According to Oxford Online Dictionary lone wolf means the following:
A person who prefers to act alone: he’s a lone wolf; that’s what made him a successful foreign correspondent.
After the mass shootout (massacre) in San Berdadino in the US, I hear this compound noun very often. I believe the US media and President Obama call them lone wolf actors because they doubt the couple received any order from ISIS for the attack and acted alone.
According to Etymology Online Dictionary, the word wolf had a sexual connotation when it was first used to describe people:
Wolves as a symbol of lust are ancient, such as Roman slang lupa "whore," literally "she-wolf" (preserved in Spanish loba, Italian lupa, French louve). The equation of "wolf" and "prostitute, sexually voracious female" persisted into 12c., but by Elizabethan times wolves had become primarily symbolic of male lust. The specific use of wolf for "sexually aggressive male" first recorded 1847; wolf-whistle attested by 1945, American English, at first associated with sailors. The image of a wolf in sheep's skin is attested from c. 1400. See here for a discussion of "wolf" in Indo-European history. The wolf-spider so called for prowling and leaping on its prey rather than waiting in a web.
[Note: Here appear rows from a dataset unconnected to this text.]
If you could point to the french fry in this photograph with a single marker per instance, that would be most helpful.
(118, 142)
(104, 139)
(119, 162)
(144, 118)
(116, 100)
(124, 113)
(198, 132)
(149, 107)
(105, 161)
What is the etymology of the compound noun lone wolf? It doesn't seem to have started to mean what it means now as it doesn't have any sexual connotation at all. Some change might have happened in the meaning of the noun wolf (I suspect).
Does lone wolf have something to do with the word werewolf which means:
(In folklore) a person who changes for periods of time into a wolf, typically when there is a full moon.